The overdose death toll from opioids, both prescription drugs and heroin, has almost quadrupled since 1999. In 2014 alone, 28,000 people died of opioid overdoses, more than half from prescription drugs.
Just last month, public awareness of the opioid epidemic reached a new level when Prince was found dead with prescription narcotics on him and authorities began to investigate their role in his demise. In recent weeks, lawmakers and regulators have moved to augment treatment options for addiction and to require more education for doctors who prescribe opioids. The U.S. House of Representatives is voting on a package of bills this week; the Senate passed its own bill in March.
Also in that span, the Los Angeles Times has published an investigation of Purdue Pharma, the maker of the blockbuster pain pill OxyContin, and CNN held a town hall meeting on the consequences of addiction to narcotics. Dr. David A. Kessler, former commissioner of the Food and Drug Administration, wrote an op-ed in the New York Times, calling the embrace of opioids "one of the biggest mistakes in modern medicine."
Today, ProPublica added warnings labels to the pages of narcotic drugs in our Prescriber Checkup news app, prompted by indications that some readers are using the tool to find doctors who will prescribe these drugs with few or no questions asked (See our editor's note).
The effectiveness of any of these steps remains to be seen. There is broad consensus on the need for more treatment options, more education, more careful prescribing by doctors. But there's still much debate about the details2014and funding2013for each of those steps.
What's clear is that in recent months there has been an increasing emphasis on the role of health providers and the agencies that oversee them to stem access to widely abused prescription drugs:
In March, the Centers for Disease Control and Prevention released guidelines on prescribing of opioids for chronic pain, defined as pain that lasts for more than three months (excluding pain related to cancer, end-of-life and palliative care.) The guidelines call on doctors to choose therapies other than opioids as their preferred option; to use the lowest possible doses; and to monitor all patients closely.
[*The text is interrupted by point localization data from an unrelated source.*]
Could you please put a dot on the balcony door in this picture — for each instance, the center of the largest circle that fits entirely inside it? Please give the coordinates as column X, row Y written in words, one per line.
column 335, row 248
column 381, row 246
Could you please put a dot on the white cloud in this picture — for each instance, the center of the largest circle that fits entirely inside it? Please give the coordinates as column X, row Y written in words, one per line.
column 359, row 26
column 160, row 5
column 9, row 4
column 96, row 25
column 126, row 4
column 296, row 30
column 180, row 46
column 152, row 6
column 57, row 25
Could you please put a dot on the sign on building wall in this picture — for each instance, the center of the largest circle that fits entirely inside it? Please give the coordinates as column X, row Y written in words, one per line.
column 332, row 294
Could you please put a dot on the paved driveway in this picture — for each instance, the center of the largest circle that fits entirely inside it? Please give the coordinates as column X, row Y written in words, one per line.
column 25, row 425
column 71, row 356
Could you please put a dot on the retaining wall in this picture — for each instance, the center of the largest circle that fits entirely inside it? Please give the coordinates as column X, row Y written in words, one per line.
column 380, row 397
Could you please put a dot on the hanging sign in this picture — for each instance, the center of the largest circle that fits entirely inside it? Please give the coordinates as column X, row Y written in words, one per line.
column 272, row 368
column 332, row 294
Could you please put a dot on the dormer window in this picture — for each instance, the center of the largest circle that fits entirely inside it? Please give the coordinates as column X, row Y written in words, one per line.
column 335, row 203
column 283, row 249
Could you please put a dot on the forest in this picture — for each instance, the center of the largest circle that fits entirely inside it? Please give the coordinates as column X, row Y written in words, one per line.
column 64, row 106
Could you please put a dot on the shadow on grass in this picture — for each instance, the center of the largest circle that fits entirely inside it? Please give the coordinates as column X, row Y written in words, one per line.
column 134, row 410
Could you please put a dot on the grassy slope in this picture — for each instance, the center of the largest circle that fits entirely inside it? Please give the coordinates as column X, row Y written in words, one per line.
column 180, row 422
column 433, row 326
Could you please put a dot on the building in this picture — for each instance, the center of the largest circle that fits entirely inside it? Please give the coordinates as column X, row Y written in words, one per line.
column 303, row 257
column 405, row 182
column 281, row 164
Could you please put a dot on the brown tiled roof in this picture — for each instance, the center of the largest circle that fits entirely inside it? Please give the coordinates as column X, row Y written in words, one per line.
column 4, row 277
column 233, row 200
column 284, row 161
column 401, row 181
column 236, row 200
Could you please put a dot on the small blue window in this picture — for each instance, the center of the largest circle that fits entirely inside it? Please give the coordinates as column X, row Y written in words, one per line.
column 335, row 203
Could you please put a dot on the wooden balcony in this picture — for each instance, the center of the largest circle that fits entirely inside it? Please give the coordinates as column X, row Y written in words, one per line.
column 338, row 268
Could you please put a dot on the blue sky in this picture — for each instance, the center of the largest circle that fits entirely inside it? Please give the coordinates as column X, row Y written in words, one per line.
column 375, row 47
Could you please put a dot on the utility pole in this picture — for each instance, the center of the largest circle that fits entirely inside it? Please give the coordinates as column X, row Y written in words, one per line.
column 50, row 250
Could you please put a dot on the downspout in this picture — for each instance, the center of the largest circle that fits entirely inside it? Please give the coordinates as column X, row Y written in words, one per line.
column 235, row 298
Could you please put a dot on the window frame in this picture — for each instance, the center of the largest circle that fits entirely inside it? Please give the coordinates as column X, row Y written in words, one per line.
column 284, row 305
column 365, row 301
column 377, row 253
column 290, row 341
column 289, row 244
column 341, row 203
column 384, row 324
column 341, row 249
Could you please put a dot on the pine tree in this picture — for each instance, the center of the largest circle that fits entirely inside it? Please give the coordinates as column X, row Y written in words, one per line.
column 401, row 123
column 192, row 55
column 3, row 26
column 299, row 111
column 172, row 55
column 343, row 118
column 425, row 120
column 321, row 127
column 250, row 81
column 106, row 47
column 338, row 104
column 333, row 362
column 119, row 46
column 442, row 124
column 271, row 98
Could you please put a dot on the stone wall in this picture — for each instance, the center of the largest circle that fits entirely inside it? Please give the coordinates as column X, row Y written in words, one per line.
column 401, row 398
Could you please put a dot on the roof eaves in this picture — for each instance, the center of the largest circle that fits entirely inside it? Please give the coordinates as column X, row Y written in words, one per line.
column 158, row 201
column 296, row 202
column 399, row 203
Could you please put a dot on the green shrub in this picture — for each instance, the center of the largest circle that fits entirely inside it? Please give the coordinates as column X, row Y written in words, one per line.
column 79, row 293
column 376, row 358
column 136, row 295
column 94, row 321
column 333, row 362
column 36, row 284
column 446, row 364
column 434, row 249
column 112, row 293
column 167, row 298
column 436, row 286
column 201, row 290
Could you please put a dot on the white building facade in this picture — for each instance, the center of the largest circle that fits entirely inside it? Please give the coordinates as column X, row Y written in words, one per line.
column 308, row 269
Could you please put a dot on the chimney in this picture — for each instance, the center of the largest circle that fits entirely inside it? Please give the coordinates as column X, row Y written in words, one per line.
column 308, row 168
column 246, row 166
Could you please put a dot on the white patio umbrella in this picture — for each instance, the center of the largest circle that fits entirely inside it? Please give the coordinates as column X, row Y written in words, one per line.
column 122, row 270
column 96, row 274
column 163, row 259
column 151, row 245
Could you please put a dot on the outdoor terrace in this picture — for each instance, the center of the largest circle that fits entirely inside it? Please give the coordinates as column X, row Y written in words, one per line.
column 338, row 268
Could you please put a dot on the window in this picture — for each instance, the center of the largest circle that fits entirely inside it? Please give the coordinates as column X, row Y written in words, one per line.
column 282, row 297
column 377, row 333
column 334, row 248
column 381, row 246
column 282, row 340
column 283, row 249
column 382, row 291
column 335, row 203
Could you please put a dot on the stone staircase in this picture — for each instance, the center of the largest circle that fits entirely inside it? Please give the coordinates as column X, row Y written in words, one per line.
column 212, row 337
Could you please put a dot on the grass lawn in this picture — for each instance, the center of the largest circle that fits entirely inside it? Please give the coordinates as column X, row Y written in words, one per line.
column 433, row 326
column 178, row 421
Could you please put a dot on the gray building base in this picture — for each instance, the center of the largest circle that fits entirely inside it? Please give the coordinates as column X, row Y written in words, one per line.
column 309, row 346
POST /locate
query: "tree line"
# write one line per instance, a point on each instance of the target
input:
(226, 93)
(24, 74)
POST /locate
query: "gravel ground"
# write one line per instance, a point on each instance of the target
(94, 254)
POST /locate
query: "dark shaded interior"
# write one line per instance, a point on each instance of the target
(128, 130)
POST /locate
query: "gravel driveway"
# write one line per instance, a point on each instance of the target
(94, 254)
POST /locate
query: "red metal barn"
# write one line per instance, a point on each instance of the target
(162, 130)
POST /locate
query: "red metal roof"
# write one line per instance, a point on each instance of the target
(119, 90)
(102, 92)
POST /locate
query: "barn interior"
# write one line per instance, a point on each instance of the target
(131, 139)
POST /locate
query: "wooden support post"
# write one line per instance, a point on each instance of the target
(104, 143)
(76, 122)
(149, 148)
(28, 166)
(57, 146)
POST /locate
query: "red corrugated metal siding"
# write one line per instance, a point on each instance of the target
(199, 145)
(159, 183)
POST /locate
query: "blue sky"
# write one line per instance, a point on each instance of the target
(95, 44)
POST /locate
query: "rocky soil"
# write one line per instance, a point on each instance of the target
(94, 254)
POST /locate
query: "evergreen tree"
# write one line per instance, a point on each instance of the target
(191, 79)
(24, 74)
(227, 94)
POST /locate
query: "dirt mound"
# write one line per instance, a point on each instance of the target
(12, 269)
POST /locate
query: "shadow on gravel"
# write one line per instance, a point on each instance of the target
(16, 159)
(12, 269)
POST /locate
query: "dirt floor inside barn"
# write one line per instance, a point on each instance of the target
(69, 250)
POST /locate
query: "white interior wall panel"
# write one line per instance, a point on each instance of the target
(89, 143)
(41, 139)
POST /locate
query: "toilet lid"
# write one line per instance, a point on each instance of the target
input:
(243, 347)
That same month, the FDA announced tougher warning labels on immediate-release opioids, such as fentanyl, hydrocodone, and oxycodone, to note the "serious risks of misuse, abuse, addiction, overdose and death."
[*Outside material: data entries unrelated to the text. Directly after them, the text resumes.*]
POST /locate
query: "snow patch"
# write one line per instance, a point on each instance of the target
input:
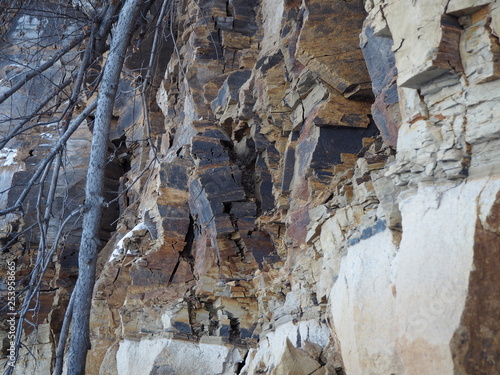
(119, 250)
(8, 154)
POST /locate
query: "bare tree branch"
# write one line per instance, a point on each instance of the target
(87, 256)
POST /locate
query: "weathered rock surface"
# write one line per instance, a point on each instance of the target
(323, 202)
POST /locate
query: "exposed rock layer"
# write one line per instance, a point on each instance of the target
(277, 232)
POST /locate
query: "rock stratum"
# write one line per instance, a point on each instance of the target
(319, 194)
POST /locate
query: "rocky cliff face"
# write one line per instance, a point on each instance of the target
(320, 194)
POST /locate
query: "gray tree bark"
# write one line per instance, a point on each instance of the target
(79, 341)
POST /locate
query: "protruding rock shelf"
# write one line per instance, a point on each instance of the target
(325, 201)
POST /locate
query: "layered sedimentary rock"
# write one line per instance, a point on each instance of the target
(324, 197)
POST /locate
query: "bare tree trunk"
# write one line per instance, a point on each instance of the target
(79, 341)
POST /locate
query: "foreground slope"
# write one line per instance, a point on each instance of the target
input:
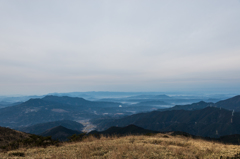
(157, 146)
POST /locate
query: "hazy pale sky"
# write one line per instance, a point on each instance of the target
(119, 45)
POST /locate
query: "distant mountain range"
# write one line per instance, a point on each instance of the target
(40, 128)
(207, 122)
(128, 130)
(8, 135)
(230, 104)
(61, 133)
(53, 108)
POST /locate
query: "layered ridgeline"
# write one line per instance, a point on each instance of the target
(40, 128)
(8, 135)
(60, 133)
(53, 108)
(229, 104)
(210, 121)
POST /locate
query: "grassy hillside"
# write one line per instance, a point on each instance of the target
(157, 146)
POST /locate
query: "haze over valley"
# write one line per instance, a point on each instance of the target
(120, 79)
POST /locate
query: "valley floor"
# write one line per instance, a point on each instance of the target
(135, 147)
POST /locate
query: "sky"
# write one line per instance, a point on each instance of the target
(111, 45)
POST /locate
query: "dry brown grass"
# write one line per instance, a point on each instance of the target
(133, 147)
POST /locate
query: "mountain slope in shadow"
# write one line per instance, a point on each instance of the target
(61, 133)
(40, 128)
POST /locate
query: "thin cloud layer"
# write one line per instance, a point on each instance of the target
(49, 46)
Nonprofit groups and medical experts in April asked the federal Centers for Medicare and Medicaid Services to remove questions about pain control from a survey of hospital patients' satisfaction to remove any incentive to overtreat pain. And they asked The Joint Commission, which accredits health facilities, to revise its standards to deemphasize "unnecessary, unhelpful and unsafe pain treatments." The commission pushed back, saying its standards do no such thing.
Just yesterday, Dr. Steven J. Stack, president of the American Medical Association, called on doctors to do more. He encouraged doctors to use their state's Prescription Drug Monitoring Program to ensure their patients aren't shopping for multiple doctors to prescribe them drugs. He called on them to co-prescribe a rescue drug, naloxone, to patients at risk of overdose. And he told them to generally avoid starting opioids for new patients with chronic, non-cancer pain.
"As physicians, we are on the front lines of an opioid epidemic that is crippling communities across the country," Stack wrote in a statement, published on the Huffington Post. "We must accept and embrace our professional responsibility to treat our patients' pain without worsening the current crisis. These are actions we must take as physicians individually and collectively to do our part to end this epidemic."